The division bench of Chief Justice T.B.N. Radhakrishnan and Justice Arijit Banerjee asked the state government and the Kolkata Metro Rail Corporation, the project’s implementing agency, to file written reports about the steps they have taken to restore normality in the area.

The East-West Metro will connect Salt Lake’s Sector V with Howrah Maidan with a stretch running under the Hooghly.

The state and the KMRC will have to report about the facilities they have provided the residents of the damaged buildings with, the bench said.

The bench was hearing a public interest litigation filed by Paribesh Academy, an NGO representing the residents.

The PIL, filed more than a month ago, speaks of the residents’ worry about the consequence of boring tunnels some 17m under their homes in the Bowbazar area.
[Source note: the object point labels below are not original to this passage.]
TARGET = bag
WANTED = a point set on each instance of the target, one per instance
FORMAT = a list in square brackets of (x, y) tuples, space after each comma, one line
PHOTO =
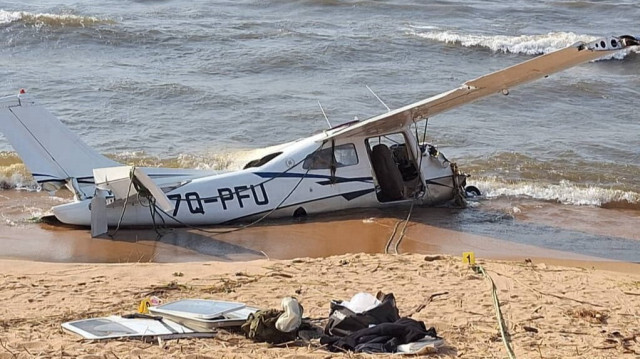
[(343, 321), (261, 327)]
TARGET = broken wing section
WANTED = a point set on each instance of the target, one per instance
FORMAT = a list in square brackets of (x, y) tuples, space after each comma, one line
[(121, 184), (496, 82), (52, 153)]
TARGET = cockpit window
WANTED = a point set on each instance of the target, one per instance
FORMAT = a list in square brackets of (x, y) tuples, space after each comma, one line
[(343, 155), (262, 161)]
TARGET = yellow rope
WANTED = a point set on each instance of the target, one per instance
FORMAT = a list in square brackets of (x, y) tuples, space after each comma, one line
[(496, 304)]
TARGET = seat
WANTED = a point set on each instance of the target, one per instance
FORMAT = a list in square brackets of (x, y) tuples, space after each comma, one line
[(387, 174)]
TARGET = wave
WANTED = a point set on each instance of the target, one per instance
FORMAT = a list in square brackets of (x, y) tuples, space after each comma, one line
[(522, 44), (51, 20), (564, 192)]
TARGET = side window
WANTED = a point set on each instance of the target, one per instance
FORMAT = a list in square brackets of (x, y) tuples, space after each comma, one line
[(343, 155)]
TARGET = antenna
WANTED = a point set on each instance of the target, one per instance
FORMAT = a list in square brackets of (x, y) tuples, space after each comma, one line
[(324, 114), (382, 102)]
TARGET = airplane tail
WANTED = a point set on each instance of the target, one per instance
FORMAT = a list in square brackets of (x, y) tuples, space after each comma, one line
[(53, 154)]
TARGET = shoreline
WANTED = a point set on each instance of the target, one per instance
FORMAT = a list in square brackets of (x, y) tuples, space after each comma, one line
[(577, 312)]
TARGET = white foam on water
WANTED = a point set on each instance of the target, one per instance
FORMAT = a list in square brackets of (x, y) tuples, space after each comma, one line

After the August 31 fiasco, the residents had sought an urgent hearing.

The matter will again come up for hearing on November 7.

The state government will have to inform the court what action the disaster management department had taken while following the Bengal disaster management act guidelines, the chief justice said.

The bench asked the petitioner to make the civic body a party to the case.

On Tuesday, KMRC lawyer Ranjan Bachwat told the court that the agency had taken all steps to control the situation. “Seventy-eight buildings have been examined and some have been found fit for living. Some buildings need thorough repairs and some have to be demolished,” he submitted.

Bachwat said the homeless had been shifted to hotels and that KMRC officials were taking care of them.

Tale Mashud Siddiqui, appearing for the state, said a high-power committee had been formed to monitor the situation and that the members had recently met.

During the first hearing on September 4, KMRC lawyers had told the court construction had been stopped and that work would resume only with the court’s permission. The bench had ordered the KMRC not to start work till September 19.